Liebenberg is a scientist who spent years learning directly from hunting/gathering people of the Kalahari and decided that their ways were a clue to the prehistoric origins of science. At the same time he saw their way of life being lost as the modern world crowds them out and fences prevent the movement of migratory animals as never before. To counter the loss, Liebenberg helped develop a database whereby Kalahari trackers now upload their observations and activities using a hand-held digital device and software designed for non-literate users. The ancient and current knowledge and expertise is being built into a “modern” science with immediate applications in biological conservation, and is being used to intercept poachers evading more conventional and costly means of law enforcement. Just when the ways of our ancestors are lost, technology can amplify prehistoric skills of following the trails of animals, something evolved over hundreds of millennia of hunting, and paradoxically, may help preserve those very animals.

Paleolithic Clues to a more Human World

At the same time, we can learn much of what makes us unique as humans, and how these rather special mental capacities have evolved over the millions years that we foraged and hunted for a living.

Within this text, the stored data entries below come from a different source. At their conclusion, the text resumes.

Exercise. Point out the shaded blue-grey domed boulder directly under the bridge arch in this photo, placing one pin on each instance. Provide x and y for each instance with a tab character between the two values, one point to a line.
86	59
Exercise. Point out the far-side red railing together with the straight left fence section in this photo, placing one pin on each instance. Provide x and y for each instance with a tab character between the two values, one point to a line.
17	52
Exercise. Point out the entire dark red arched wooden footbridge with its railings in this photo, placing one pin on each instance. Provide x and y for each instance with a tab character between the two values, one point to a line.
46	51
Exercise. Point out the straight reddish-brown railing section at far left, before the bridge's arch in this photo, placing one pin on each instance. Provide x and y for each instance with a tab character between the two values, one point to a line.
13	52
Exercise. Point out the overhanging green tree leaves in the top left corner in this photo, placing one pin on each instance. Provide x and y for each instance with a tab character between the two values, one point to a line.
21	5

There is much to suggest that not only science, but art, language and storytelling are all intimately tied up with our Paleolithic lifestyle.

Pleistocene hunters developed deep understanding of the ways of animals. Paleolithic art is a record of people learning the craft of tracking. Photo: Wikimedia Commons.

The evolution of imagination had interesting side effects; Paleolithic art and musical instruments are tangible evidence of this.

Life in the Paleolithic is not just a window to our past, but it offers glimpses of a humanity obscured in this troubled world. Our long prehistory is not a tale of easy times, yet it holds distinct clues to help us envision a different future from our present, one based on science and stewardship instead of ignorance and exploitation. Alfred Russel Wallace thought that our intellect must have been given us by a higher intelligence, but as Liebenberg explains, it simply evolved because we could not have survived without it. Now the question is, can we apply our scientific imagination to continue to survive.